Administration > Data profiling > Data profiling configuration options

Data profiling configuration options

Based on your requirements, configure the options to determine the type of data that you want the data profiling task to collect, the scope of the profile run, and the sample rows on which you want to run the data profiling task.

After you enable Data Profiling on the Configuration wizard while creating a catalog source, you can configure the following options on the Data Profiling tab:

Profile filters

You can use filter conditions to reduce the scope of a data profiling task. The profile filters help you create subsets of metadata that you can use to run a data profiling task on a catalog source. For example, you choose to extract metadata from six schemas, but want to run a profiling task on three of the schemas.

You can add multiple filter conditions for each catalog source. Any user with the create, edit, or run catalog source permissions can configure the profile filters. You can apply filters on all relational and file system catalog sources that support profiling capabilities.
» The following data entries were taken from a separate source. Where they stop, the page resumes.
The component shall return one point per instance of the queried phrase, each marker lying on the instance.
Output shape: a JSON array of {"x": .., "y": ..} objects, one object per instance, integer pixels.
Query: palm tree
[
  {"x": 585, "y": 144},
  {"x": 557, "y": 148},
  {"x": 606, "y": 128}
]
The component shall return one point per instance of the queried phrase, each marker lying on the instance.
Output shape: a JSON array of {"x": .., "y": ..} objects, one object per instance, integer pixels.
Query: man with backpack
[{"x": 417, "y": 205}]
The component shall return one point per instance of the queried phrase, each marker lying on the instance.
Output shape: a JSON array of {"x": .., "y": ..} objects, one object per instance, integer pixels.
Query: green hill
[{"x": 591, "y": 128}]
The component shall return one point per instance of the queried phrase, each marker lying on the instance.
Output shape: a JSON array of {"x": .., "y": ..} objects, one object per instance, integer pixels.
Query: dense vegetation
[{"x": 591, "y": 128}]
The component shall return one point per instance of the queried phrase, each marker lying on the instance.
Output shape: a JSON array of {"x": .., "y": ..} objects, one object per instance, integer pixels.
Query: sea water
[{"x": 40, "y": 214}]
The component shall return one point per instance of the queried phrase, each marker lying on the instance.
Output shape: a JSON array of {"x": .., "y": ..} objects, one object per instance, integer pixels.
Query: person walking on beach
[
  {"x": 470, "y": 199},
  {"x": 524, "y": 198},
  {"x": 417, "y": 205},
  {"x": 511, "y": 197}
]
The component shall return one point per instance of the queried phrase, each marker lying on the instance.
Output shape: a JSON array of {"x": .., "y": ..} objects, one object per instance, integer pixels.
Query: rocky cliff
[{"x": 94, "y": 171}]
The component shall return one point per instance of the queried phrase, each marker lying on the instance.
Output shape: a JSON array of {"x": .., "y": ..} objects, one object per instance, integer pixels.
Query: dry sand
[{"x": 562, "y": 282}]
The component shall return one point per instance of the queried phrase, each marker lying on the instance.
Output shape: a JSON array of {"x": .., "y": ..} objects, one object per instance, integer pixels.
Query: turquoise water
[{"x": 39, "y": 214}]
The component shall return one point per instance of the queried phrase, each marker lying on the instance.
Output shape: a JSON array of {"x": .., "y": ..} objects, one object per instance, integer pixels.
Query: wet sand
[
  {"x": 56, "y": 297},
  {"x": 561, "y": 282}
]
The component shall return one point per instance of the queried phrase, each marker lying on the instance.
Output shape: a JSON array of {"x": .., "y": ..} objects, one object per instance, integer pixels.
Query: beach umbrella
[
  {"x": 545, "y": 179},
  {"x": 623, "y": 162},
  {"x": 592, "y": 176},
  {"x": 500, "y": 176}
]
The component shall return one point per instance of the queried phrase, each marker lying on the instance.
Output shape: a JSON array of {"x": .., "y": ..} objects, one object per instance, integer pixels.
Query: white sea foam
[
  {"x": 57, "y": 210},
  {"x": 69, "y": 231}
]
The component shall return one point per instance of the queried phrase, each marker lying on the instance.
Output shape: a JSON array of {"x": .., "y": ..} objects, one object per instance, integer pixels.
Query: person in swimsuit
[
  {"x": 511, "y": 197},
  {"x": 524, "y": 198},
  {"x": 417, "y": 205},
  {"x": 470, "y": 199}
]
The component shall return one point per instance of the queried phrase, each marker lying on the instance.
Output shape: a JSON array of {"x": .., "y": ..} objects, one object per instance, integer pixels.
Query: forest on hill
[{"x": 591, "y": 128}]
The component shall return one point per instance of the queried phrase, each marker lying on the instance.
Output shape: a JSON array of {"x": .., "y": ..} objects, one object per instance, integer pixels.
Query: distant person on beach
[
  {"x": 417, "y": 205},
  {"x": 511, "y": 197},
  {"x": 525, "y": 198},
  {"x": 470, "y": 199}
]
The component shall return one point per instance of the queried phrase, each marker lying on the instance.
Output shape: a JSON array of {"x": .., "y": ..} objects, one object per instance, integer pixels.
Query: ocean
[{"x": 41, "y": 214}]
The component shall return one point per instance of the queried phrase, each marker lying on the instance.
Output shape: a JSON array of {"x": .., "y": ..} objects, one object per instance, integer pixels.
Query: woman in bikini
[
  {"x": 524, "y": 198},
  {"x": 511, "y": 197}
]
The profile filters depend on the filters you apply for metadata extraction. For example, your source includes a schema named Cust_Emp with tables such as Customer1, Customer2, Employee1, and Employee2. You have applied a metadata extraction filter to include metadata from Customer1, Customer2, and Employee1 tables from the schema. Now, when you apply a profile filter, you can only consider Customer1, Customer2, and Employee1 tables to run profiles.

The following are types of profile filters:

•Include Metadata. Runs a profile on the metadata extracted from the values that you specify in the filter condition.
•Exclude Metadata. Does not run a profile on the metadata extracted from the values that you specify in the filter condition.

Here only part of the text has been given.